Create a file named compact.q in your workspace with the following content. This script defines a compactSym function that safely switches to the target database directory, performs the compaction, and then restores your original path.

Use at your own risk

This is an all-or-nothing approach. Run the code below at your own risk.

Ensure you understand what it does, and test it against a dev HDB you are happy to destroy in the event of an error.

compactSym:{[hdb]
  cwd:system"cd";             / save current directory
  system"cd ",1_string hdb;   / switch to hdb directory
  system"mv sym zym";         / backup sym file
  `:sym set `symbol$();       / create new empty sym file

  files:key `:.;
  dates:files where files like "????.??.??";

  {[d]
    root:":",string d;
    tableNames:string key `$root;
    tableRoot:root,/:"/",/:tableNames;
    files:raze {`$x,/:"/",/:string key `$x}each tableRoot;
    files:files where not files like "*#";
    types:type each get each files;
    enumeratedFiles:files where types within 20 76h;
    / if we have more than one enum better get help
    if[any types within 21 76h;'"too difficult"];  
    {
        `sym set get `:zym;
        s:get x;
        a:attr s;
        s:value s;
        `sym set get `:sym;
        s:a#.Q.en[`:.;([]s:s)]`s;
        x set s;
        -1 "re-enumerated ", string x;
    }each enumeratedFiles;
   }each dates;

   system"cd ",cwd;           / restore directory
   -1 "Compaction Complete.";
 };

To execute the compaction, load the script and run the function against your partitioned database:

q)\l compact.q
q)compactSym[`:hdb_partitioned];
re-enumerated :hdb_partitioned/2026.01.01/trade/sym
Compaction Complete.

Manage custom domains

Most databases use a single, automatic sym file.

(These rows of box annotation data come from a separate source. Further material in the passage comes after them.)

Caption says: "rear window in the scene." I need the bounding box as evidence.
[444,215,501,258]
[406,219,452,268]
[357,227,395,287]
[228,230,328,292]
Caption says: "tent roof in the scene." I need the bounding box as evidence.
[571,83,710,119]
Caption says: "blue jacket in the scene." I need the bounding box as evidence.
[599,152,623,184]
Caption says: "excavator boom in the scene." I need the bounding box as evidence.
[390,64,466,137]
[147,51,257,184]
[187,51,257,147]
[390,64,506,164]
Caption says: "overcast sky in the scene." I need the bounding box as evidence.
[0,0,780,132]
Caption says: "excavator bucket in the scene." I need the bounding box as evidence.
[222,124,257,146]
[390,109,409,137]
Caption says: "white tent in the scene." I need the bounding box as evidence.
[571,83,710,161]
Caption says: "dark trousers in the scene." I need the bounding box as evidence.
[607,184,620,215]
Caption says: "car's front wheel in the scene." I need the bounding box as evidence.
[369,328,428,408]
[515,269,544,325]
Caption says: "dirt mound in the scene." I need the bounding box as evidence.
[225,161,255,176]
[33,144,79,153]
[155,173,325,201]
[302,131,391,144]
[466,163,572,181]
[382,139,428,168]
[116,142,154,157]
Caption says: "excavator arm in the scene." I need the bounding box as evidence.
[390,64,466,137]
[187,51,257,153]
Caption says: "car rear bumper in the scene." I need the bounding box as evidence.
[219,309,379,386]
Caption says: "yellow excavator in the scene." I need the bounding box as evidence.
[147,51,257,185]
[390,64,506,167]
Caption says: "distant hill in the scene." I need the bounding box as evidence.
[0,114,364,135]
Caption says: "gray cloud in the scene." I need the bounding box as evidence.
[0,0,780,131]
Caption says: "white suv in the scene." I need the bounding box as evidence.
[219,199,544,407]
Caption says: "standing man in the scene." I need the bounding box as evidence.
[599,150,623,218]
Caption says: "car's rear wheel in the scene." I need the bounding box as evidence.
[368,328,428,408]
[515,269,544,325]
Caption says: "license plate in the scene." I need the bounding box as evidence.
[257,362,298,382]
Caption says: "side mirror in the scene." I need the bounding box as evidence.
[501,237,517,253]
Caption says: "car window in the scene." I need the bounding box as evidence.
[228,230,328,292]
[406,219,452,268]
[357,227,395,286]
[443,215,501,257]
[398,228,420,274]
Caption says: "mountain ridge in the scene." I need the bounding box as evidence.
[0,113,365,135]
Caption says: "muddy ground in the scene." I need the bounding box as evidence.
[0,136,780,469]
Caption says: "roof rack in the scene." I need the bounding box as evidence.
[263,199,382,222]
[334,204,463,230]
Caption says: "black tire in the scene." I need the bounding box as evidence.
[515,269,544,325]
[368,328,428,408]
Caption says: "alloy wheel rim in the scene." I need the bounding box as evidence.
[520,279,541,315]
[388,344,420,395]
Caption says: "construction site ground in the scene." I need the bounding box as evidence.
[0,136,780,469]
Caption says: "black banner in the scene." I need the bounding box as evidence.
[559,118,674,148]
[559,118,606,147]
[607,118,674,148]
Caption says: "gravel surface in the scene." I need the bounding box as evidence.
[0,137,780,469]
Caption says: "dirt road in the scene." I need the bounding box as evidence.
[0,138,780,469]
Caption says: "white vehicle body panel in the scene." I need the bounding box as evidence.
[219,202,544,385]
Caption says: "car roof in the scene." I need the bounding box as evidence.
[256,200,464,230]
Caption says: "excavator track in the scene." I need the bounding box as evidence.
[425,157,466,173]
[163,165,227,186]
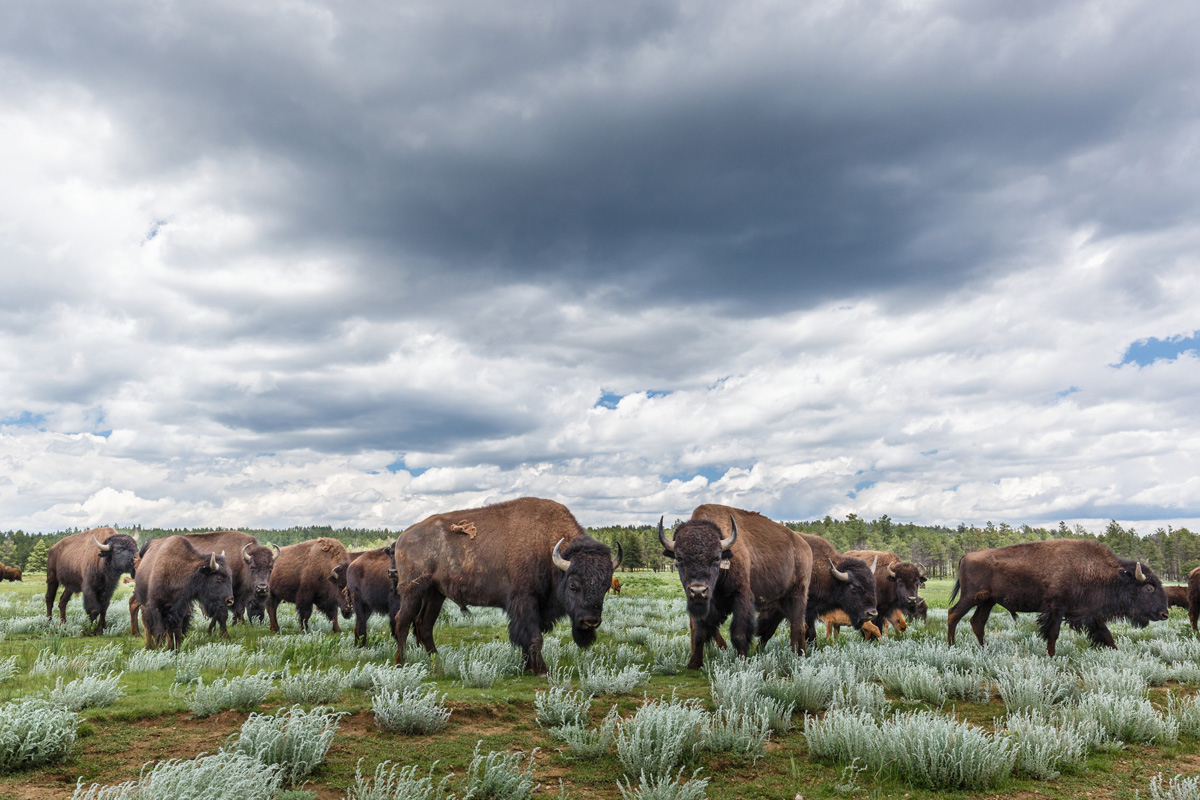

However, you might sometimes need to enumerate symbols against a specific, manual list. This is useful for legacy systems or when you need strict control over integer mappings.

q)// Create dummy data (if needed)
q)trade:([]sym:10?`AAPL`GOOG`MSFT;price:10?100.0);
q)// 1. Create a custom domain (list of symbols)
q)manualSym:distinct trade`sym;
q)// 2. Enumerate against this domain using '?' (Find)
q)trade:update `manualSym$sym from trade;
q)// 3. Save the domain and the table
q)`:hdb_manual/manualSym set manualSym;
q)`:hdb_manual/trade/ set trade;

Protect your sym file

The sym file is the only link between your data and its meaning. If this file is deleted or corrupted, the integers stored in your database become unreadable, effectively destroying your dataset. Always maintain backups of your sym file.

Reduce risk with multiple sym files

Relying on a single global sym file creates a single point of failure and complicates dependency management. To mitigate this risk, consider giving each table (or small group of tables) its own sym file. This significantly reduces the impact of corruption—limiting it to just that table and makes moving or managing individual tables much safer.

Optimize sym file performance

Managing sym files effectively requires choosing between a monolithic or distributed approach based on your system's needs.

Avoid sym bloat

"Sym bloat" happens when a sym file gets too big, often containing millions of unused or rarely accessed symbols.

Use multiple sym files: Assign a separate sym file to each table. This keeps files small and isolates errors
High Cardinality Data: Do not use symbols for columns with millions of unique values (like Order IDs). Use strings or GUIDs. This keeps your sym files fast

Understand performance bottlenecks

Large sym files cause two primary problems:

Slow Enumeration: Checking new symbols against a large file takes longer, slowing down data loading
Sym Contention: Multiple processes accessing the same sym file must wait for file locks. Using multiple sym files reduces this waiting time

Compression

You can Compress your data columns to save space, but never compress the sym file itself as it requires constant random access.

Explore advanced sym file maintenance

This guide covers standard maintenance. Complex architectures may require advanced techniques. Read the working with sym files white paper for details on:

Advanced Enumeration: 64-bit enumerations (20h) versus legacy 32-bit
Incremental Maintenance: Strategies for rsync and dbmaint.q
Datatype Choices: optimization guidelines for symbols versus strings versus GUIDs
Multithreaded Operations: Parallel compaction with peach
Multi-Sym Architectures: Using .Q.ens for segmented databases

Summary

In this guide, you learned how to:

Enumerate symbols: Map text strings to integers for efficient storage
Populate data: Create splayed and partitioned databases
Verify enumeration: Inspect raw integers vs. mapped symbols
Migrate data: Use IPC to safely move tables between databases
Compact files: Remove unused symbols to reclaim space
Manage custom domains: Handle manual enumeration lists
Optimize performance: Manage bloat, contention, and lookups